Written by Matt Fraction
Art by Mike Allred
Colors by Laura Allred
Reviewed by Steve Seigh
Tensions are running high inside the walls of the Baxter Building where the newly formed Future Foundation is scrambling to figure out what to do about their latest dilemma. Reed, Sue, and Ben are still lost somewhere in space and time, and a mysterious “Future” Johnny Storm is clouding everyone’s heads with the worst of thoughts about the fate of Marvel’s First Family. What are the FF to do knowing that it could take years (maybe even forever) for their family to return home?
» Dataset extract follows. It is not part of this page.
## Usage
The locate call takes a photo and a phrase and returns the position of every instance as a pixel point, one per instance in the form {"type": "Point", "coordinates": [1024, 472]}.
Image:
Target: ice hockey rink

In my opinion, FF#4 is a significantly big issue, both in a sense of covering a fair amount of plot related ground as well as well as treating long time fans of the Fantastic Four to a few throwbacks. I personally squealed with joy at the sight of She-Hulk laying a little bit of the old chin music on Miracle Man (one of the very first villains to match wits with the Fantastic Four) inside of her court room photo. But, surprisingly, what this issue is more about is the notion of trust, and whether or not this new team really has any. Did everyone make the best choices when appointing Ant-Man, She-Hulk, Medusa, and Miss Thing to the team? Should they have really been put in charge of all of those gifted children? These are just a few things you’ll need to ask yourself as you make your way through the pages of this comic.
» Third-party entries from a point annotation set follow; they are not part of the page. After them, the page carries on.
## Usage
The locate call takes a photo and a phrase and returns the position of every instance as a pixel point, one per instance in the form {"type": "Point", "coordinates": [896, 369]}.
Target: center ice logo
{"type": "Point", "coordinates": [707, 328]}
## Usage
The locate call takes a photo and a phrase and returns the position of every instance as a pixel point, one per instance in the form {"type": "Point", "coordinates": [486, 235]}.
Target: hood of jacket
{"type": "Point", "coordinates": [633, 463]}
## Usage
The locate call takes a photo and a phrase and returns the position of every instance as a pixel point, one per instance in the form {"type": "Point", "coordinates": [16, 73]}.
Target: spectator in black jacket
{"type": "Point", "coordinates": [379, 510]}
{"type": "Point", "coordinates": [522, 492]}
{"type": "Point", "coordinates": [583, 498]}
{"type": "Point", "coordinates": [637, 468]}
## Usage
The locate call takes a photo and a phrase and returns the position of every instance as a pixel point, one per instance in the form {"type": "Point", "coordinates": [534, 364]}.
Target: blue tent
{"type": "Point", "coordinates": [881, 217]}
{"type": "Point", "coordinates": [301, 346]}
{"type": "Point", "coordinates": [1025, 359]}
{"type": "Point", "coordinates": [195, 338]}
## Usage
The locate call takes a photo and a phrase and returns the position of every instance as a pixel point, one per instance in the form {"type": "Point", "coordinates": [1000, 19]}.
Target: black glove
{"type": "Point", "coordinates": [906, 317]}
The writing on FF #4 continues to be a sure example that Matt Fraction has done his homework before attempting to command this powerful and often hilarious series. His blending of humor mixed with cryptic emotional beats is just one of the reasons I keep coming back for more. It doesn’t matter if we’re following a rather ravishing She-Hulk on her “Not a Date” with Wyatt Wingfoot or discovering that not everyone can be trusted, FF#4 stays on target from beginning to end. The art of Mike and Laura Allred is also something to behold. Some readers have said that they do not care for the pop art style of the book, but I call hogwash on that bit of noise. The Allred’s style is fun and hypnotic. The quirky line work is in perfect concert with the vibrant nature of the colors, and heaven help you if they’re going to use either confetti or even snow. It’s just gorgeous.
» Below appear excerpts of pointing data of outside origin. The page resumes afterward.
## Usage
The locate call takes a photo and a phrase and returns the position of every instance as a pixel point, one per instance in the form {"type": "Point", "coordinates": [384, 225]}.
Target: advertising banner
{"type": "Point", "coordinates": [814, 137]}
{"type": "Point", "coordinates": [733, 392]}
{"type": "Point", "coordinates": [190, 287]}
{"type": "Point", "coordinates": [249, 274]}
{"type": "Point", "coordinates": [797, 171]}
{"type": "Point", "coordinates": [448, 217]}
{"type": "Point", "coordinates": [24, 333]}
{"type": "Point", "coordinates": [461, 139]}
Look, I love FF. It’s my favorite book on the shelves (coupled with Fantastic Four) each and every month and I could not be happier with the playful and intelligent direction the House of Fraction and Allred has build for us. The series maintains all of the elements from Hickman’s run that established it as a powerhouse of entertainment, but now it has an added element, and extra flair that makes it shiny and new. I can’t think of a better way of spending your $2.99.
Of course you should buy it. I champion FF and Fantastic Four for a very good reason, they’re my favorite Marvel property ever. But more than that, and a better reason to pick this book up, is because it upholds the core values of what comic books are supposed to be: Fun, with a little bit of danger and whole hell of a lot of personality. Try and find a book that does it better. I dare you.
* This review was written while still listening (I can’t seem to get enough) to the album Kitsune by the band Marriages.